2018 ESA Annual Meeting (August 5 -- 10)

PS 45-119 - Evolution of life histories in cyclical environments: Theory and test in a tidepool copepod

Thursday, August 9, 2018
ESA Exhibit Hall, New Orleans Ernest N. Morial Convention Center
John S. Park, Committee on Evolutionary Biology, University of Chicago, Chicago, IL, Greg Dwyer, Ecology and Evolution, University of Chicago, Chicago, IL and J. Timothy Wootton, Department of Ecology and Evolution, The University of Chicago, Chicago, IL
Background/Question/Methods

Cyclical disturbances in the environment, such as seasons or tides, are fundamental to many systems in nature. Mounting evidence suggests that species’ life history traits are tightly correlated with environmental cycles and that perturbations to cycles due to climate change can drive ‘phenological shifts’ such as earlier reproductive maturity. Yet, ecologists currently lack a general quantitative framework for understanding how environmental cycles shape life histories. To build such a framework we considered how fitness is maximized when energy allocation and trade-offs vary as a direct function of cycle frequency. Then we analytically solved for optimal life history strategies across frequencies. We tested our theoretical predictions in natural populations of the marine intertidal copepod Tigriopus californicus which occur in upper tide pools on rocky shores of the Pacific coast. Populations get flushed by waves at the highest of high tides, causing periodic mortality events. Depending on height on the shore, pools experience wave disturbance at periods of 1 day to 3 weeks. We sampled 24 isolated pool populations of T. californicus across varying heights on rocky shores of northern Washington, USA, capturing an array of disturbance frequencies. We measured life history traits across populations after rearing them in common garden settings.

Results/Conclusions

Our analytical models reveal that the direction and strength of life history evolution depend on the frequency of environmental disturbance. Classical life history evolution theory considers environmental perturbations in press or pulse disturbance scenarios.
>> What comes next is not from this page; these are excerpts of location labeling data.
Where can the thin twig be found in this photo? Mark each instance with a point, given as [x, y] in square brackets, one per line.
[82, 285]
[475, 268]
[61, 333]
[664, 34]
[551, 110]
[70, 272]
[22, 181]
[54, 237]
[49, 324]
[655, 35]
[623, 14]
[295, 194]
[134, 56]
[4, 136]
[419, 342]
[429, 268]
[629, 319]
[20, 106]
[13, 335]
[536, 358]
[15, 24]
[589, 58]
Here we extend this framework by showing that when disturbances happen cyclically, such as in seasonal or tidal systems, the very trade-off and optimization dynamics are governed by the frequency with which the disturbances occur. Key life history traits of T. californicus, such as fecundity and age at sexual maturity, vary with tidal disturbance frequencies across natural populations as predicted by our models. Our scalable theoretical framework may serve two broadly important purposes: 1) by explicitly considering the various oscillation patterns across systems, we may gain a novel perspective on the age-old question of why life history strategies are so diverse in nature; and 2) we can improve our predictive power of how life histories will evolve in systems in which the underlying environmental cycles such as seasons are disrupted.